Literatura de "atmósfera"
en tensión, literatura de "realidad"
en intensidad, como quería Cortázar, es aquí
una definición de límites que en el acto
de escribir pierde sentido,
porque las fuerzas centrípetas o centrífugas
que llevan temporalmente al cuento intercambian direcciones y
controlan el movimiento a su antojo. Pero los límites no
desaparecen sino que permiten establecer fronteras en diferentes
sitios al asignado por una preceptiva de orden.
Este método, si así puede llamárselo, no
pretende cartel de originalidad ya que responde no a una visión
global, total, sino a una necesidad particular, individual. Mal
llamado estaría el ver las cosas que organiza nuestro propio
intelecto como regidoras del intelecto de los otros. Todos los
cuentos son posibilidades que se conjugan dentro del cuento, sin
que por ello nos veamos forzados a definir el género. Abierto, atiende
a las alas como a los pies, a los ojos como al corazón:
cuerpo de palabras que nos transportan
como un tatuaje mágico a
un suceder que incluso puede estar más allá del
sucediendo, porque, qué es el cuerpo sino un sueño,
una abstracción en nuestra memoria, y qué es el
sueño sino la presencia física de un cuerpo en nuestra
imaginación. Dando vueltas como en la
ronda de los niños, los opuestos se abren para distanciarse
debidamente o tocarse imprevisiblemente.
Hace algún tiempo un buen amigo me decía frente
a la realidad firmada de una de mis frecuentes acumulaciones de
palabras en tinta, que sería interesante si en algún
momento yo abandonara este
regodeo sensual con las palabras y les diera la posibilidad de
contar un cuento como Dios manda. Sin entrar a poner en duda la
voluntad divina, hice lo posible por explicarle que en cada uno
de mis cuentos, e insistía en llamarlos así sin
caer en la maraña de la palabra "texto", yo había
incluído como proposición consciente una anécdota,
un hecho, y que a mi parecer ese tema, inmerso en el transcurrir
de las palabras era tan importante como las palabras mismas que
lo contenían, sólo que esas palabras, en lugar de
estar determinadas por un orden de narración establecido,
como querían Edgar Allan Poe y su discípulo Horacio
Quiroga,
ahora venían a conjugarse para contar el cuento. Es decir,
que el narrador de mis historias no era un ficticio personaje
sino ese ser vivo, para mí, que eran las palabras.

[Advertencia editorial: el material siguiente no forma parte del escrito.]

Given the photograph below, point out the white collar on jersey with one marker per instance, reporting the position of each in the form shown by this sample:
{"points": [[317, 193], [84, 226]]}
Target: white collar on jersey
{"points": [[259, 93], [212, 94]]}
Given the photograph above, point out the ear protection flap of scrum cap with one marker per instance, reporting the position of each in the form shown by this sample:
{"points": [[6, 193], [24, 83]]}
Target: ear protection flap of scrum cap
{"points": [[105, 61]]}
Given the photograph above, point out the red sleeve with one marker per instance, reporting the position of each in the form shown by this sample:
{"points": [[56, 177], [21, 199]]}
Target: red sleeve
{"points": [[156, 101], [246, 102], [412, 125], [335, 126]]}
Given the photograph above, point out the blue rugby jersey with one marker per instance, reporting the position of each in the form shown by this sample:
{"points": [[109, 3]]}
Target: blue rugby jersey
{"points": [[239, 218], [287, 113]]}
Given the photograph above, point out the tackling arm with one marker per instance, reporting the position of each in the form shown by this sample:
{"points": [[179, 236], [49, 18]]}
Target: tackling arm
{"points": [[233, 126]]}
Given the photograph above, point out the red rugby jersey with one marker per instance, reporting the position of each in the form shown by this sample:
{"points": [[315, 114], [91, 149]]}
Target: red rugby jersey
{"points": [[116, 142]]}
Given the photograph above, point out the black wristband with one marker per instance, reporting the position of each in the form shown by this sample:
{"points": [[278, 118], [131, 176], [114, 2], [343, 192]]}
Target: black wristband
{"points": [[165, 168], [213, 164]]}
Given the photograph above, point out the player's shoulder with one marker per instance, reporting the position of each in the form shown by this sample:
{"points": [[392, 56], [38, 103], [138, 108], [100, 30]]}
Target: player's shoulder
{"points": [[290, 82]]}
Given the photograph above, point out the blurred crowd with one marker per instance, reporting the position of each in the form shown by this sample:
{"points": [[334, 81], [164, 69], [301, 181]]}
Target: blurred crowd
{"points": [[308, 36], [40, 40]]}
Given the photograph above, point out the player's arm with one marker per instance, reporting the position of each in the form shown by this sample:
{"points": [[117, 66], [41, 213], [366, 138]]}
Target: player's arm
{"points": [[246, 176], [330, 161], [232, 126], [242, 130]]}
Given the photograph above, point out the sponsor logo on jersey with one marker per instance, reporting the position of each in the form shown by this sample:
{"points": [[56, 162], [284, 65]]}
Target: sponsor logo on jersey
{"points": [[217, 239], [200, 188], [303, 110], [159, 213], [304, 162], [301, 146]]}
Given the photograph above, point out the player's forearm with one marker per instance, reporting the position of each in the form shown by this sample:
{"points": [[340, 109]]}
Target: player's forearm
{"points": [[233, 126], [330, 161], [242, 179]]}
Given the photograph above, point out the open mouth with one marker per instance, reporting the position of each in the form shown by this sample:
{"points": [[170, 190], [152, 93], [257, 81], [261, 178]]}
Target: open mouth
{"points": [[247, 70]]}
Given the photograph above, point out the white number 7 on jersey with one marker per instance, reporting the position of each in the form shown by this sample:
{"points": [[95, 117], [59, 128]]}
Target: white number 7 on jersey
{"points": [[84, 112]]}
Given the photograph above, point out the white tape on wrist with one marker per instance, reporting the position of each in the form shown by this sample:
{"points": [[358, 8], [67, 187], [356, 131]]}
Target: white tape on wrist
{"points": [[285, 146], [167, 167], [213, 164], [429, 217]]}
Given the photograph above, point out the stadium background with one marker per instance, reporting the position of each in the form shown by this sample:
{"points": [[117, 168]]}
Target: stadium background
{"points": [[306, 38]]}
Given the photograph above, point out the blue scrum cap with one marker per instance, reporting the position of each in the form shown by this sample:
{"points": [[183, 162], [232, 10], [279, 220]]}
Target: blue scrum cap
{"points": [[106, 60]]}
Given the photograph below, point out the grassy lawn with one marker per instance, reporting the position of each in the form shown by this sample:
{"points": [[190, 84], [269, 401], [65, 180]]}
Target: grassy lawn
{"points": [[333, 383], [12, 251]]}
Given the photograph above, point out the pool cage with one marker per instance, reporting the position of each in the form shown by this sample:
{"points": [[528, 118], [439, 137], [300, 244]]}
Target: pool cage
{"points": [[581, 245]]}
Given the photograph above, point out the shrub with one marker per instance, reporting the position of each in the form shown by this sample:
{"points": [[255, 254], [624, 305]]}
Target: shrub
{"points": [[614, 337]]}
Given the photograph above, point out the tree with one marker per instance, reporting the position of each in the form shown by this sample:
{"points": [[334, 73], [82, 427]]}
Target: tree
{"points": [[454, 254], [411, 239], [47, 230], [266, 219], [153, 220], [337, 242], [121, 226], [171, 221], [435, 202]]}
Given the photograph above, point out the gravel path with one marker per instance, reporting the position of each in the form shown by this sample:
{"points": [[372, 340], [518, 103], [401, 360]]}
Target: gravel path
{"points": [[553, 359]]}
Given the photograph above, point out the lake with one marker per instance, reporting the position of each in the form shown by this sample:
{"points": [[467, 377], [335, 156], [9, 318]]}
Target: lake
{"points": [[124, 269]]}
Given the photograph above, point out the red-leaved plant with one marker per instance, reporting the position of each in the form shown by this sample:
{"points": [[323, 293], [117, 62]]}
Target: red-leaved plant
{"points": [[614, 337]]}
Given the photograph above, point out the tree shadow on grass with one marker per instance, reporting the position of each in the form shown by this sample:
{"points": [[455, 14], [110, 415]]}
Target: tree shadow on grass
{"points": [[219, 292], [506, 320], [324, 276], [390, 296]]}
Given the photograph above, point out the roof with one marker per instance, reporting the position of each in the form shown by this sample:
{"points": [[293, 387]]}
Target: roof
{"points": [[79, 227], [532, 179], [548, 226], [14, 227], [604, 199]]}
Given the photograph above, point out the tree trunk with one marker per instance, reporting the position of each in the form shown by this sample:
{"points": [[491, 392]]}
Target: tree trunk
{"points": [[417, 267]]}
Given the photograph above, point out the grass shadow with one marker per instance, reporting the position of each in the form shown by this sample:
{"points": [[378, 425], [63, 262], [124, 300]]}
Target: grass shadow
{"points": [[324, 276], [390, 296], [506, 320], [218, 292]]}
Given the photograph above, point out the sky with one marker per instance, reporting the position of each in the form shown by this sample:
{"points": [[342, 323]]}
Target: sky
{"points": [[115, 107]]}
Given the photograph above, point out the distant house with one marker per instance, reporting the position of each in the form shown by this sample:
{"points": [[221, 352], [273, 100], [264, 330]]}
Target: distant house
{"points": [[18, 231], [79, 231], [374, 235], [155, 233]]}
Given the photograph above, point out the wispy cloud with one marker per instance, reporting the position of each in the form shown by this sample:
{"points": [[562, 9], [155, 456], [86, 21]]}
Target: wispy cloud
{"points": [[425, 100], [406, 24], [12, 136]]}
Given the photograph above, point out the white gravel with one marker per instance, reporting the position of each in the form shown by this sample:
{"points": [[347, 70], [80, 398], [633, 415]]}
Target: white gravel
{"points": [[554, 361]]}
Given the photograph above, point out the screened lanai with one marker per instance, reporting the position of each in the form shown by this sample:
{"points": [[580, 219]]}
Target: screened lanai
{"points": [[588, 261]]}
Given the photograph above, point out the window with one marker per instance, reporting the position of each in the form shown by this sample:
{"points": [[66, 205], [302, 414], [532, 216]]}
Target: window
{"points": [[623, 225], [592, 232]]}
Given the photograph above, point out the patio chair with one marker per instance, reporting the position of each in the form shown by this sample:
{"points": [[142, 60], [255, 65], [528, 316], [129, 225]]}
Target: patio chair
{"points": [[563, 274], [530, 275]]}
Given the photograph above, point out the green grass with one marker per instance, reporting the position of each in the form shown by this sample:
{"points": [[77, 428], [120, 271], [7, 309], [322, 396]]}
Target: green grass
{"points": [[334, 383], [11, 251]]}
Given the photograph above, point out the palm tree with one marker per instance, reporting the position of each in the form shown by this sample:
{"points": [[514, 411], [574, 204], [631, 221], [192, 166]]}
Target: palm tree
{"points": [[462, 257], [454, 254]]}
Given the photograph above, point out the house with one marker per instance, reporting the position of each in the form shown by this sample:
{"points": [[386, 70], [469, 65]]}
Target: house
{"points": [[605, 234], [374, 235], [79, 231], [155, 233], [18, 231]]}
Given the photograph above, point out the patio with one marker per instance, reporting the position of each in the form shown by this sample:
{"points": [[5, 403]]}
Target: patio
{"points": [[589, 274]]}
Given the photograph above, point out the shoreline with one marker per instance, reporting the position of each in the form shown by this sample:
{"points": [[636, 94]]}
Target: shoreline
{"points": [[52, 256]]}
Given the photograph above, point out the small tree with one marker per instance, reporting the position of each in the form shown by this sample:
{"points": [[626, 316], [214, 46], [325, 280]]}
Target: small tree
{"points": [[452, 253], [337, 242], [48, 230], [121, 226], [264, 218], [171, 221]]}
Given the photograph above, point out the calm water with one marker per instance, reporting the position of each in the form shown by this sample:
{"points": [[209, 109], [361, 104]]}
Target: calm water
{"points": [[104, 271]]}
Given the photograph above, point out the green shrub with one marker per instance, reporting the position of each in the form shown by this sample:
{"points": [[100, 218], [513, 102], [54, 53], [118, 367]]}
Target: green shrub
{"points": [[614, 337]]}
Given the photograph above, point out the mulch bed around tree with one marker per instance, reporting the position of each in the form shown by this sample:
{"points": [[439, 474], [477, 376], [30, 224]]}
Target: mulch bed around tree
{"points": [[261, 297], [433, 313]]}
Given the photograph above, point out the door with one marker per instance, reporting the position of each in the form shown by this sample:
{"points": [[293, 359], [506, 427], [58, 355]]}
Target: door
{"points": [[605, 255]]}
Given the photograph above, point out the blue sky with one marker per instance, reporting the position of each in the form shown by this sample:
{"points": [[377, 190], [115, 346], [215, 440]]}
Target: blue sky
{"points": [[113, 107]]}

Mi amigo, muy inteligente y astuto como es, repuso que lo que
yo ahora le daba como explicación era un cuento más
cuento que el que se leía en mis líneas impresas.

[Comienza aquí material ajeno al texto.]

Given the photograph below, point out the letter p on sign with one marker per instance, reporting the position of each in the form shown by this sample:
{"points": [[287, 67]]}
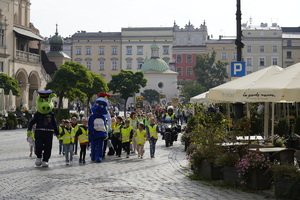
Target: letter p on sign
{"points": [[238, 69]]}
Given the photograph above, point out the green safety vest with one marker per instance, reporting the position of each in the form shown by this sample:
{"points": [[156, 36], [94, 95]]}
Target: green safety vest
{"points": [[83, 138], [69, 137], [125, 131], [153, 132], [140, 137]]}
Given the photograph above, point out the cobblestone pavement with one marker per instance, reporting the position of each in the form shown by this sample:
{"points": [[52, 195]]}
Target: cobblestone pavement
{"points": [[163, 177]]}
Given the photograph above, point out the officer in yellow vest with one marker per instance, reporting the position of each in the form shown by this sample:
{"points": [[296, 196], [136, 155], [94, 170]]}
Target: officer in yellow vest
{"points": [[68, 136], [152, 133], [82, 135], [126, 136]]}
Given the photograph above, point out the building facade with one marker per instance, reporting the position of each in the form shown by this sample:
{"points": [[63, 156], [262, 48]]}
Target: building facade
{"points": [[290, 46], [20, 49]]}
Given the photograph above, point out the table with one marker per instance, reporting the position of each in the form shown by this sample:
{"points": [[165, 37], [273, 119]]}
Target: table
{"points": [[252, 138], [268, 149]]}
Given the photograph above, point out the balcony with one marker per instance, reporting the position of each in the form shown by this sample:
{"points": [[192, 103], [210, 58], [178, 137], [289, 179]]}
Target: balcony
{"points": [[28, 57]]}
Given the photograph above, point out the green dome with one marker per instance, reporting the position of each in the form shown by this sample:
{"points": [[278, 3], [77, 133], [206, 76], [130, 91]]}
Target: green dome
{"points": [[154, 64]]}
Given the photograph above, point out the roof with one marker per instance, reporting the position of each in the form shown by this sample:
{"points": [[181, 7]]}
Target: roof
{"points": [[27, 33], [156, 64]]}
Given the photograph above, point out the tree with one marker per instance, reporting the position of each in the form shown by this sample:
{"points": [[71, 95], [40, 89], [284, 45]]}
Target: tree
{"points": [[98, 85], [68, 81], [127, 83], [190, 89], [8, 83], [150, 95], [210, 73]]}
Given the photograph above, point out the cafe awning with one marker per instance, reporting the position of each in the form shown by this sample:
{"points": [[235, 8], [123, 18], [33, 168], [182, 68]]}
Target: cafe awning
{"points": [[26, 33]]}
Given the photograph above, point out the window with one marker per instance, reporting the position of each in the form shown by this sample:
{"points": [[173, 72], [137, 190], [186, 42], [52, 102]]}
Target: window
{"points": [[189, 59], [140, 63], [129, 50], [224, 56], [189, 71], [261, 48], [178, 58], [129, 64], [101, 50], [261, 62], [249, 49], [114, 65], [249, 61], [234, 55], [88, 50], [2, 37], [78, 50], [89, 65], [101, 65], [140, 50], [1, 67], [166, 50], [274, 61], [114, 50], [179, 71]]}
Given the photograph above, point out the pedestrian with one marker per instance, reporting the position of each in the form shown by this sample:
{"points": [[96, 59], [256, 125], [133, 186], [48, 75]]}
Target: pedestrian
{"points": [[152, 135], [60, 139], [30, 140], [82, 135], [68, 140], [116, 136], [126, 136], [75, 126], [140, 139]]}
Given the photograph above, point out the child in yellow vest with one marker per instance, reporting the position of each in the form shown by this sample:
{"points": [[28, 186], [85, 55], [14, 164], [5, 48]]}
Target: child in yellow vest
{"points": [[126, 136], [68, 136], [140, 139]]}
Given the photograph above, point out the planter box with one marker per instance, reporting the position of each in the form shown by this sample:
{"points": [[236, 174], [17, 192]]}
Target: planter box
{"points": [[207, 170], [230, 174], [260, 180]]}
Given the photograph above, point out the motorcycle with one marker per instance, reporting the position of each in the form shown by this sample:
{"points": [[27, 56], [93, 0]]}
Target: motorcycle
{"points": [[170, 132]]}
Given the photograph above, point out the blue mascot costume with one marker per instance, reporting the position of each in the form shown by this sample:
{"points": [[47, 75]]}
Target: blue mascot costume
{"points": [[99, 125], [45, 127]]}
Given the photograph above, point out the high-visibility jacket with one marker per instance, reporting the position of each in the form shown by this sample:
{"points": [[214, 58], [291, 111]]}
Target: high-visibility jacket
{"points": [[83, 138], [140, 137], [153, 131], [68, 136], [60, 131], [125, 133]]}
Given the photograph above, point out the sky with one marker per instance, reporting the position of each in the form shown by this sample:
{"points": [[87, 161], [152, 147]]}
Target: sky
{"points": [[112, 15]]}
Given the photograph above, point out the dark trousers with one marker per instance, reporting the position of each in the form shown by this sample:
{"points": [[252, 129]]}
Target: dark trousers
{"points": [[43, 144], [126, 147], [82, 151], [117, 145]]}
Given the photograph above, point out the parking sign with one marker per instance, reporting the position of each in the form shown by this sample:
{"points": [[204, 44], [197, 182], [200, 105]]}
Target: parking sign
{"points": [[238, 69]]}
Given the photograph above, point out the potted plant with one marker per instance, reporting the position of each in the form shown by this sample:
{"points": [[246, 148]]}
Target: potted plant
{"points": [[254, 171], [228, 162], [286, 181]]}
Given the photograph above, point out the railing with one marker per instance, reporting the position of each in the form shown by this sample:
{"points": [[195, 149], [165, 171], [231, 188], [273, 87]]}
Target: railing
{"points": [[29, 57]]}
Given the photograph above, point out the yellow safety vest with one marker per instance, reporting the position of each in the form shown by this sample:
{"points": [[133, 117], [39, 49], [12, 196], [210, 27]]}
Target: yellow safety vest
{"points": [[140, 137], [69, 137], [83, 138], [125, 131], [153, 132]]}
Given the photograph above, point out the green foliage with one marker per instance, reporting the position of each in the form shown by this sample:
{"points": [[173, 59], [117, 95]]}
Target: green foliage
{"points": [[190, 89], [69, 80], [151, 96], [127, 83], [209, 72], [9, 83]]}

Difícil contestarle porque yo también estaba sorprendido
de mi respuesta, la cual se había ordenado sólo
a partir de la pregunta de él y no previamente a la factura
de mis cuentos; y así se lo dije añadiendo que la
mejor explicación de un cuento es siempre otro cuento.
Pero él, arremangándose la camisa y olvidándose
de las cervezas que consumíamos, me dijo que su problema
era que él podía ver el segundo cuento, el que explicaba
el primer cuento, pero que para nada sacaba realidad de lo concreto
que yo representaba como cuento; es más, él pensaba
que yo debía irme a casa y escribir lo que en definitiva
hiciera cuento de todo ese esfuerzo verbal. Traté de arguir
que desde mi ángulo él podría construir un
cuento que a partir de mi cuento se hiciera cuento, pero sólo
conseguí su risa amable, como cuando al jugar ajedrez
el contendor nos da ese jaque preludio de la estocada final, y
si le miramos el rostro vemos la felicidad en fila india alineándose
en sus ojos.
Imposibilitado, pues, de echarle el cuento a mi amigo, me fui
a casa y lo discutí con mi esposa, quien me escuchó
paciente. Pero al final de mis argucias y argumentos me dijo,
claramente, "tú debes estar soñando si
crees que alguien se va a comer ese cuento", y en verdad
tuve la sensación de que estaba soñando todo el
embrollo y que me despertaba sólo para vivir en otro cuento,
como el de la rosa de Coleridge o el tigre de Arreola, o que
metía la mano en un platón de agua en Tunja y sacaba
de él una parte de una prenda de vestir que en ese momento
estaba en Santo Domingo, como nos narra Rodríguez Freyle.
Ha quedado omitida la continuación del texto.